“Estella, to the last hour of my life, you cannot choose but remain part of my character, part of the little good in me, part of the evil. But, in this separation I associate you only with the good, and I will faithfully hold you to that always, for you must have done me far more good than harm, let me feel now what sharp distress I may. O God bless you.”
~ Charles Dickens, Great Expectations
And, she was no ordinary woman; the ending perhaps wasn’t something that Dickens might have thought of, but nevertheless She was my Estella, will forever be.
Reading Dickens and relating to the characters crafted by him had always been a thing for me, from being pulled out of the washroom where I was engrossed in reading David Copperfield to weeping myself to sleep when I connected to the character of Pip in Great Expectations, Dickens had always something to offer to my soul which craved for a little love, suffering and a conquest which seemed hard.
A Tale of Two Cities, opened up an entirely different perspective for the mind, the years leading up to the French Revolution and the contrasts between London and Paris, and the book symbolic of possibility and resurrection. And, the character of Lucie Manette. Blue eyes and golden hairs, her compassion and loyalty.

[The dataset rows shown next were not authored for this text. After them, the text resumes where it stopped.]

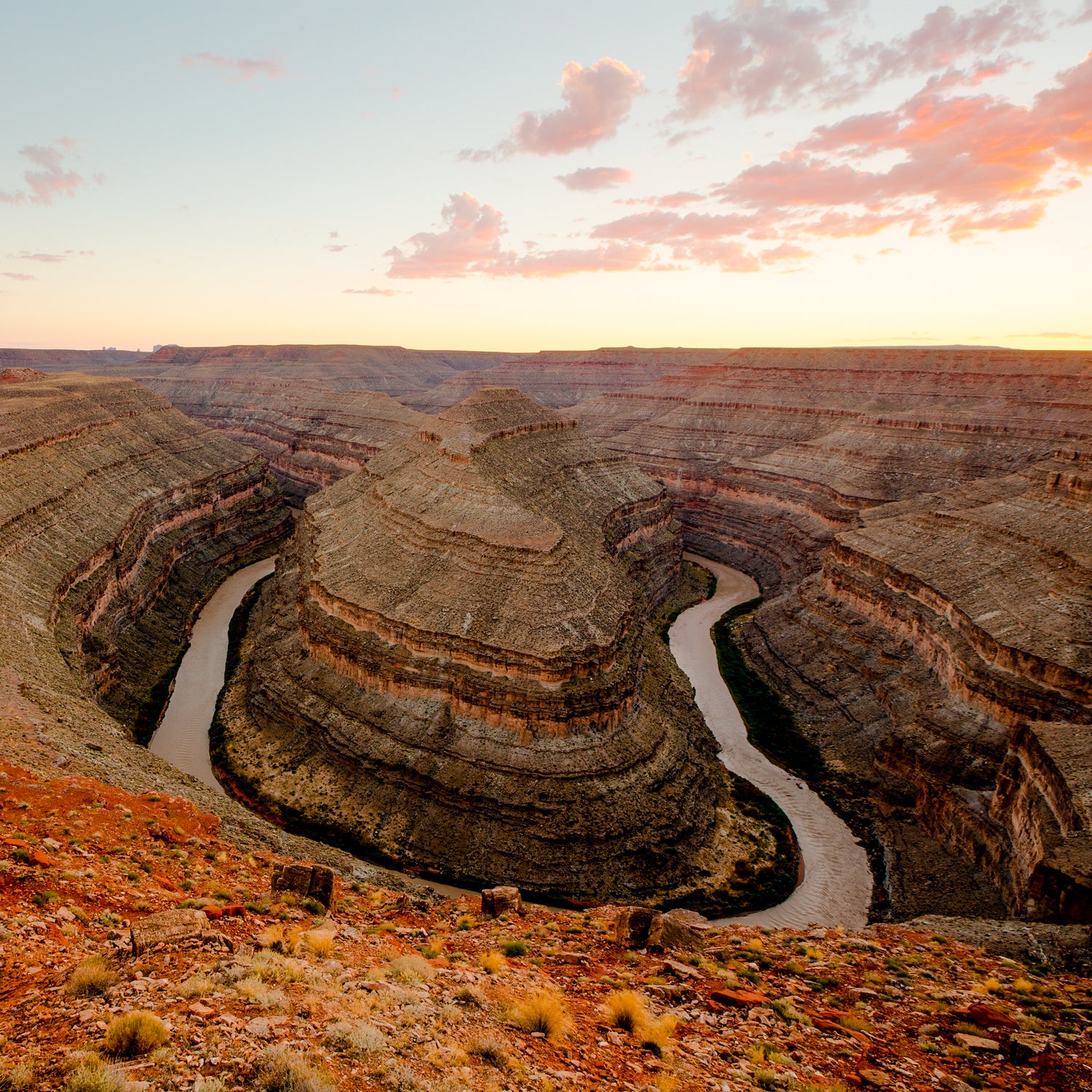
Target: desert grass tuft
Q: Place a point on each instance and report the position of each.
(626, 1009)
(93, 1076)
(493, 962)
(319, 943)
(135, 1033)
(411, 969)
(653, 1034)
(544, 1011)
(91, 978)
(281, 1069)
(355, 1039)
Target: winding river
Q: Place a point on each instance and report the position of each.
(836, 885)
(838, 882)
(183, 736)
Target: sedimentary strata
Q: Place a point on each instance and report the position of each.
(452, 668)
(952, 633)
(118, 515)
(563, 379)
(310, 435)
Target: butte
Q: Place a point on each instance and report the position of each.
(454, 668)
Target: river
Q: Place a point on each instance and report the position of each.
(836, 885)
(838, 882)
(183, 736)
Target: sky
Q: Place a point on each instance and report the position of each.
(515, 177)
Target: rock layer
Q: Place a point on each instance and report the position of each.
(118, 515)
(452, 666)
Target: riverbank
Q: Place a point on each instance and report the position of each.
(838, 882)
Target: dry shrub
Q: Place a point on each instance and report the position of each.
(319, 943)
(411, 969)
(626, 1009)
(493, 962)
(92, 1076)
(545, 1013)
(91, 978)
(355, 1039)
(135, 1033)
(473, 996)
(281, 1069)
(653, 1034)
(491, 1051)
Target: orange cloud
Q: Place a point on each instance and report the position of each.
(50, 179)
(469, 242)
(596, 178)
(598, 100)
(767, 56)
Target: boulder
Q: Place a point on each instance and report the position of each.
(504, 900)
(633, 926)
(167, 927)
(307, 882)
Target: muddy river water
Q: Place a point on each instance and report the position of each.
(836, 884)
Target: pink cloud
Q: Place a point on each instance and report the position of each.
(50, 179)
(598, 100)
(965, 164)
(470, 242)
(664, 226)
(676, 200)
(596, 178)
(941, 163)
(767, 56)
(242, 70)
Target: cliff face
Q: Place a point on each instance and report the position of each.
(946, 644)
(563, 379)
(118, 515)
(310, 435)
(452, 666)
(388, 369)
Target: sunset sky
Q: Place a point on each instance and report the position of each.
(507, 176)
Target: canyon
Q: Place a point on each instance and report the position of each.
(917, 520)
(454, 668)
(119, 515)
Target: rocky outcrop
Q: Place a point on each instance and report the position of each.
(118, 517)
(452, 668)
(563, 379)
(310, 435)
(957, 657)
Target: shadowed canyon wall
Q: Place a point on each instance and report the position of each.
(792, 464)
(118, 517)
(454, 668)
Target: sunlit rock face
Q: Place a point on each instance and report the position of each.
(117, 515)
(919, 520)
(452, 665)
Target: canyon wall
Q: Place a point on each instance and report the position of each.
(919, 521)
(118, 515)
(454, 668)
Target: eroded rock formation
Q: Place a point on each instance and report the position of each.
(310, 435)
(452, 666)
(118, 515)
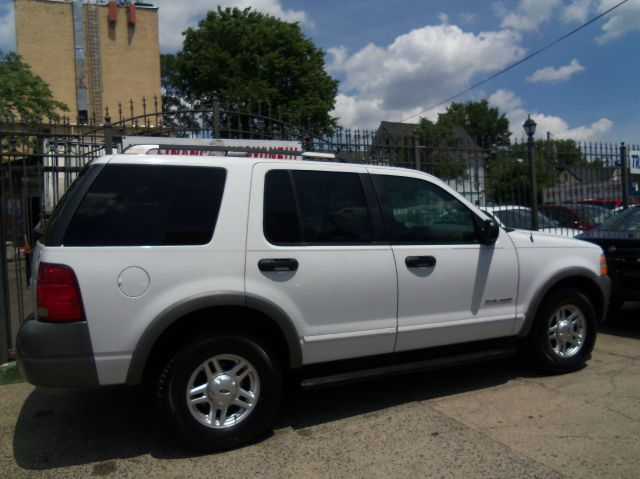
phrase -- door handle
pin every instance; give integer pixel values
(420, 261)
(278, 264)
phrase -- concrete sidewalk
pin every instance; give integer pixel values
(495, 420)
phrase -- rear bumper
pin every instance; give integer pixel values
(56, 354)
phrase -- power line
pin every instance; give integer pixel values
(519, 62)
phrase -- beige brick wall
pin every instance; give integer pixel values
(130, 55)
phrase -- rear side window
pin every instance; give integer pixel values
(316, 207)
(144, 205)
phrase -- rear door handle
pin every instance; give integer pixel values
(420, 261)
(278, 264)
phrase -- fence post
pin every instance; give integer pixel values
(625, 175)
(108, 135)
(4, 292)
(216, 117)
(533, 185)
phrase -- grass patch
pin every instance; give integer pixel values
(9, 374)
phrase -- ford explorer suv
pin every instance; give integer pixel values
(218, 279)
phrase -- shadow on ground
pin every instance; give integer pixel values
(66, 427)
(625, 322)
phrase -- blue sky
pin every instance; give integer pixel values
(397, 58)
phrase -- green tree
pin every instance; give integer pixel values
(25, 96)
(508, 171)
(249, 59)
(485, 125)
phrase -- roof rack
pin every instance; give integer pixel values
(220, 150)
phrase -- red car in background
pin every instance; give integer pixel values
(576, 215)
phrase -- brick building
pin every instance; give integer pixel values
(93, 54)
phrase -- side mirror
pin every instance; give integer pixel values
(489, 232)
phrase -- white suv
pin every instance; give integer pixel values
(219, 277)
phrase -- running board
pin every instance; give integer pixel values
(405, 368)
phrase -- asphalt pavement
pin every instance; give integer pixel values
(497, 419)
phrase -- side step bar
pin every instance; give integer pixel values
(405, 368)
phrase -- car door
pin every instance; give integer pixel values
(316, 249)
(451, 287)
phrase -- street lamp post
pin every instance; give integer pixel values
(530, 129)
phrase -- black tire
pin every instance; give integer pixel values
(209, 363)
(564, 332)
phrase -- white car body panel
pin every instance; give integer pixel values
(344, 301)
(339, 311)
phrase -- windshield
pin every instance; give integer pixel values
(626, 220)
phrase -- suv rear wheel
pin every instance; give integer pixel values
(564, 331)
(220, 392)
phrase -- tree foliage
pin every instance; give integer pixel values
(252, 62)
(508, 173)
(485, 125)
(25, 96)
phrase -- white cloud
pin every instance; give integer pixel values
(7, 28)
(418, 69)
(175, 16)
(529, 14)
(622, 20)
(578, 11)
(467, 17)
(551, 74)
(511, 105)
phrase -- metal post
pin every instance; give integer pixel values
(5, 316)
(108, 136)
(216, 117)
(625, 175)
(533, 184)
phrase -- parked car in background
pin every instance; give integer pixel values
(519, 217)
(619, 237)
(576, 215)
(217, 280)
(609, 203)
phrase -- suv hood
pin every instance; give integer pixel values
(539, 239)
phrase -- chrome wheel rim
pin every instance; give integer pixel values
(223, 391)
(567, 331)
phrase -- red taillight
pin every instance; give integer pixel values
(58, 294)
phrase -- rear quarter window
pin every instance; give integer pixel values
(148, 205)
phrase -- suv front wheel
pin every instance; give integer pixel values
(220, 392)
(564, 331)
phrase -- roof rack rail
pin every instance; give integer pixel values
(220, 150)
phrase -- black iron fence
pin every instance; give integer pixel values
(39, 162)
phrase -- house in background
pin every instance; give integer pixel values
(461, 162)
(92, 55)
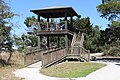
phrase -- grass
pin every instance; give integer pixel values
(15, 63)
(71, 69)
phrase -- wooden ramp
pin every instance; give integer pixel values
(55, 55)
(77, 49)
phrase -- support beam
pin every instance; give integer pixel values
(71, 20)
(47, 23)
(66, 27)
(58, 41)
(66, 43)
(39, 29)
(47, 41)
(47, 30)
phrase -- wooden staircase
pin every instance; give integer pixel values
(77, 49)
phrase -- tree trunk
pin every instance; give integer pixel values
(9, 57)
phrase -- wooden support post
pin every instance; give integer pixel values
(47, 30)
(66, 27)
(39, 29)
(88, 55)
(58, 42)
(66, 43)
(47, 23)
(71, 20)
(47, 41)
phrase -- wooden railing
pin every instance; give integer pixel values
(52, 56)
(32, 55)
(79, 52)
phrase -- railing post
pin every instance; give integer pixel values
(24, 58)
(88, 55)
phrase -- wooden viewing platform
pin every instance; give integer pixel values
(73, 46)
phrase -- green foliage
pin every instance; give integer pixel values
(6, 41)
(114, 24)
(25, 41)
(92, 40)
(110, 10)
(82, 25)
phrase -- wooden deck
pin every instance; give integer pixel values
(54, 33)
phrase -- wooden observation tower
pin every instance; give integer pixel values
(73, 42)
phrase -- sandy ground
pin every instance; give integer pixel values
(109, 72)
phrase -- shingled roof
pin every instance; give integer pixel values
(55, 12)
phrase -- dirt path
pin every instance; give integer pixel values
(110, 72)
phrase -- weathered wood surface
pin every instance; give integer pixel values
(53, 56)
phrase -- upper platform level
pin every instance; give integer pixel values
(55, 12)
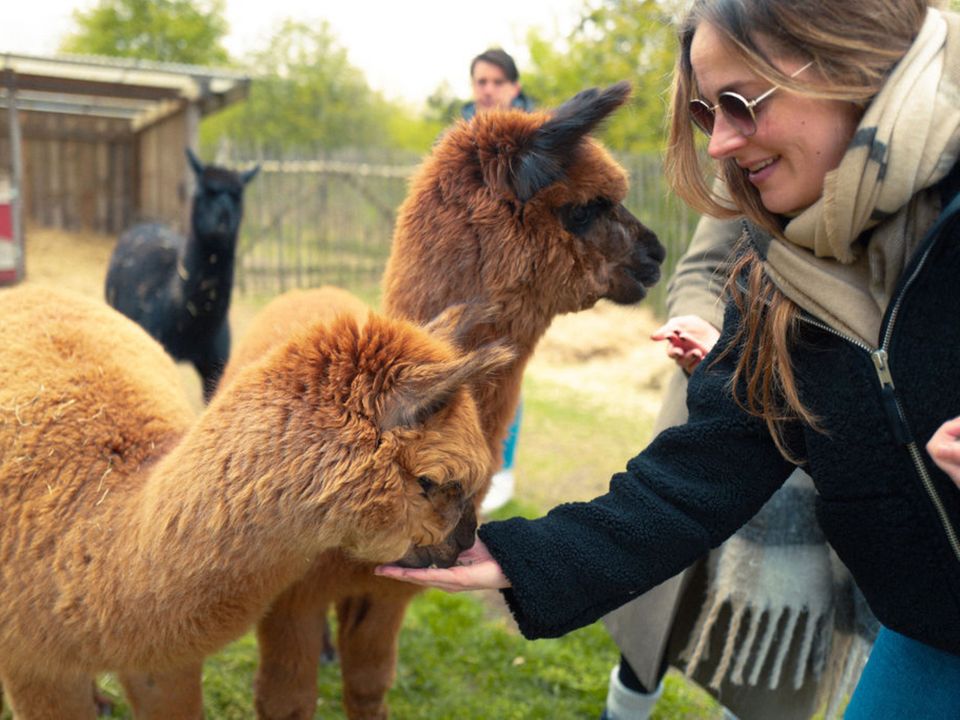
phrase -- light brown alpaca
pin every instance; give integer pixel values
(521, 212)
(135, 538)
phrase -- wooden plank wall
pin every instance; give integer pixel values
(165, 180)
(78, 171)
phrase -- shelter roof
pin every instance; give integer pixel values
(140, 91)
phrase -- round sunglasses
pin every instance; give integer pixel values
(735, 107)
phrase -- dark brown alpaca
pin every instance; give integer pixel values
(136, 538)
(519, 212)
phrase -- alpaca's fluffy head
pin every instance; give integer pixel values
(381, 414)
(217, 200)
(522, 211)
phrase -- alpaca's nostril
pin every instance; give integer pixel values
(655, 249)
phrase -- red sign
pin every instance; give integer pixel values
(8, 251)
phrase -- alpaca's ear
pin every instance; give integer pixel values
(427, 389)
(249, 174)
(544, 161)
(195, 163)
(456, 322)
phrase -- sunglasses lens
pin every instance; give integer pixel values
(738, 113)
(702, 115)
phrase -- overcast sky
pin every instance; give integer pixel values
(406, 48)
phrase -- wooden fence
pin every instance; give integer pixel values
(309, 223)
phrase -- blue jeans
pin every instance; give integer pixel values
(906, 679)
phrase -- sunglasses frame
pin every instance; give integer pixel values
(749, 105)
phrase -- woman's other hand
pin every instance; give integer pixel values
(689, 339)
(944, 448)
(476, 569)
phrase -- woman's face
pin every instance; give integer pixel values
(798, 139)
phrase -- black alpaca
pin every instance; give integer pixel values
(178, 289)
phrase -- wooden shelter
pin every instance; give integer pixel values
(93, 143)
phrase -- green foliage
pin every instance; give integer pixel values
(614, 40)
(181, 31)
(308, 98)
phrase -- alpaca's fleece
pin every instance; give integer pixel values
(178, 288)
(136, 540)
(519, 213)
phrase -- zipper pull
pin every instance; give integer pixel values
(889, 399)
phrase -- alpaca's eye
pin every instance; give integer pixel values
(578, 218)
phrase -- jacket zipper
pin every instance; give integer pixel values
(892, 407)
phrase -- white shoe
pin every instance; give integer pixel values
(626, 704)
(501, 490)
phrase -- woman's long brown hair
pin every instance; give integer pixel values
(853, 46)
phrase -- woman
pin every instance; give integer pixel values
(836, 127)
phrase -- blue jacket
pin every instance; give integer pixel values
(891, 514)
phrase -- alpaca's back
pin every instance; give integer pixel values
(87, 400)
(287, 314)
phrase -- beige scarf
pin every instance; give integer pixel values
(908, 140)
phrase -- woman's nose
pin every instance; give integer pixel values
(725, 140)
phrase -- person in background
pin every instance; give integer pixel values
(495, 82)
(496, 86)
(836, 130)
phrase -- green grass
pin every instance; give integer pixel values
(458, 660)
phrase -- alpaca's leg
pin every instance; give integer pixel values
(367, 638)
(291, 637)
(172, 695)
(212, 359)
(36, 698)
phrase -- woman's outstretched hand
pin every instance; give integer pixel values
(944, 448)
(689, 339)
(475, 570)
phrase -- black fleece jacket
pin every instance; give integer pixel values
(891, 514)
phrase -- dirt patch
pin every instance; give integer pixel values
(606, 358)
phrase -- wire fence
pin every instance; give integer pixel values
(316, 222)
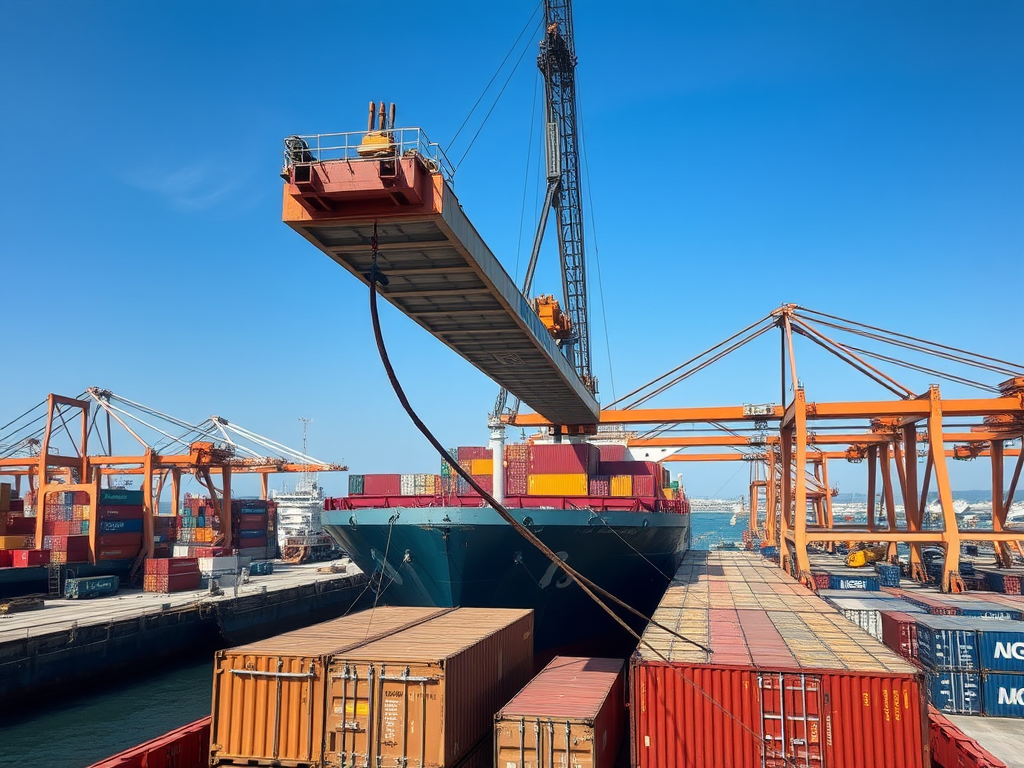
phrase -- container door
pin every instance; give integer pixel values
(384, 716)
(791, 724)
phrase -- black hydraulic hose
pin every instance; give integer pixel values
(375, 276)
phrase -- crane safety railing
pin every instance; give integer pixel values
(322, 147)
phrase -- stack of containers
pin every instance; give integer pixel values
(171, 574)
(788, 681)
(119, 521)
(571, 714)
(642, 479)
(562, 469)
(435, 679)
(517, 469)
(251, 521)
(479, 463)
(17, 532)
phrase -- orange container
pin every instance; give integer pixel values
(426, 696)
(569, 715)
(268, 696)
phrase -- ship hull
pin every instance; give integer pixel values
(463, 556)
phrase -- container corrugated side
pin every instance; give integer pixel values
(571, 714)
(564, 484)
(426, 696)
(268, 696)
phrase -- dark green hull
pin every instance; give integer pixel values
(468, 556)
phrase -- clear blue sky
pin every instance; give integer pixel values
(864, 159)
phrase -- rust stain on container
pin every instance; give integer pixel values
(790, 682)
(268, 696)
(426, 696)
(571, 714)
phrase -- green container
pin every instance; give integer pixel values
(120, 497)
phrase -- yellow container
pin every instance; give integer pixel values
(622, 485)
(481, 466)
(17, 542)
(564, 484)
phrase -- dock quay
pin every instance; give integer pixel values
(77, 641)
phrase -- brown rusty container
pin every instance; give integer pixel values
(268, 696)
(426, 697)
(572, 714)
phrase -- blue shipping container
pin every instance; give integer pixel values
(1004, 695)
(120, 526)
(1000, 644)
(91, 587)
(948, 642)
(120, 497)
(868, 583)
(955, 692)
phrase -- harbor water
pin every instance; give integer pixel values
(78, 729)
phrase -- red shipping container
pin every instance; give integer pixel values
(899, 632)
(643, 486)
(117, 553)
(252, 522)
(599, 485)
(171, 565)
(26, 558)
(119, 540)
(121, 513)
(579, 458)
(382, 484)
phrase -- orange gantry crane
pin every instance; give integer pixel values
(168, 450)
(795, 442)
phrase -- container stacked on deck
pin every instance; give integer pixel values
(392, 686)
(168, 574)
(17, 534)
(975, 665)
(252, 520)
(787, 676)
(571, 714)
(119, 525)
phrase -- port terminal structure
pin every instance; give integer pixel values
(55, 457)
(386, 195)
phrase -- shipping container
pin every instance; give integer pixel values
(268, 696)
(571, 714)
(355, 485)
(426, 696)
(865, 583)
(382, 484)
(120, 513)
(17, 542)
(622, 485)
(1004, 695)
(947, 642)
(119, 497)
(565, 484)
(564, 459)
(899, 632)
(101, 586)
(796, 685)
(954, 692)
(27, 558)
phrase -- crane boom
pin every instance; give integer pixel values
(557, 62)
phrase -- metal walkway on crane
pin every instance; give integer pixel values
(439, 271)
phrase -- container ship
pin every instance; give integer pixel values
(432, 541)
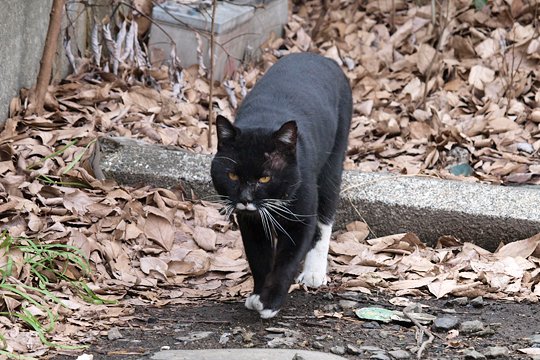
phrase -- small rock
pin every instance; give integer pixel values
(331, 307)
(534, 339)
(224, 338)
(114, 334)
(371, 325)
(380, 356)
(526, 147)
(471, 327)
(497, 352)
(351, 349)
(471, 354)
(477, 302)
(338, 350)
(85, 357)
(445, 323)
(462, 301)
(348, 304)
(194, 336)
(371, 349)
(400, 354)
(324, 337)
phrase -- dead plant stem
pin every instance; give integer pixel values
(211, 74)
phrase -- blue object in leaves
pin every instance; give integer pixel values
(462, 170)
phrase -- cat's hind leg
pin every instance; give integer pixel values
(329, 181)
(315, 264)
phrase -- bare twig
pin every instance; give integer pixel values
(47, 59)
(211, 75)
(320, 19)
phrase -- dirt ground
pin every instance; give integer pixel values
(298, 326)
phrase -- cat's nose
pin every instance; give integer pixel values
(246, 196)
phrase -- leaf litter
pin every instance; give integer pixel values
(428, 98)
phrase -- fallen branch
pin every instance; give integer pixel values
(37, 97)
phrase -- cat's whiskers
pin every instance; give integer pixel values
(276, 224)
(268, 229)
(225, 158)
(280, 208)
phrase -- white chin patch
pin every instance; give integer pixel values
(315, 264)
(253, 302)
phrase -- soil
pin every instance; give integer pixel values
(153, 329)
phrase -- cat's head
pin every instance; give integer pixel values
(255, 166)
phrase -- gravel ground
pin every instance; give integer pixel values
(326, 321)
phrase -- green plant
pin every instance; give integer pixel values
(47, 265)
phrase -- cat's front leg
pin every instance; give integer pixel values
(293, 242)
(259, 253)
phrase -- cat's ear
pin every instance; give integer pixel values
(286, 136)
(225, 130)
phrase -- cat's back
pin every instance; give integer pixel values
(298, 83)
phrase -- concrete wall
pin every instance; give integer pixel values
(23, 27)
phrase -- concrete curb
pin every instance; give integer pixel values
(480, 213)
(243, 354)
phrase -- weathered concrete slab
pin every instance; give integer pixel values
(243, 354)
(483, 214)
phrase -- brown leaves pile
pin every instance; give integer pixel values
(429, 96)
(403, 265)
(426, 98)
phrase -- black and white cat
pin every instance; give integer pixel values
(279, 169)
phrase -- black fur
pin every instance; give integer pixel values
(292, 127)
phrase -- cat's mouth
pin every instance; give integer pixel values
(246, 207)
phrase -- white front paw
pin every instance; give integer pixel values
(312, 279)
(268, 314)
(253, 302)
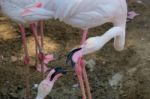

I had always been driven by the way Dickens portrayed the way love happened, the backdrop of at least something holding it back, clashing ideals of virtues and evil; at times. I had often in my mind fallen for the women crafted and created by Dickens, be it Dora, Estella or Lucie Manette, so much so that I had envisioned falling in love and tearing my heart open for a woman with traits like them.
But, life is no story plotted by Dickens with a happy ending, although I did go on to find the Woman, who would personify all the three characters, but life being life had a different plot. Not all characters of my life were straight out of Dickens’ stories, I had my Estella, my fate Ms.Havisham.
She now remains confined to a compartment which now beats and pumps and does nothing good.
The sun that shone Dora, the wind that blew Dora, are engaged in doing the same, they play the same game, but with Dora now but a figment of my memory, it seems to be a bit jaded; it’s beautiful nonetheless.
Separation it was, Dickens would have been happy too, and that’s the saving grace. His words, characters and my childhood doesn’t seem like a myth I lived, all the words I read, all the tales I romanticised, I am finally living it all. And, now as I sit and flip the pages over, all that I find marked in between the yellow stains is a reflection of me, me aged 14. Estella, I had loved you since then, and perhaps in this separation too, I believe you shall be loved, held and found every time I turn the pages, Dickens shall bring you back to me.
The South wind will blow Dora, the wild flowers in the hedges will be Dora’s again.
“I wish you to know that you have been the last dream of my soul.”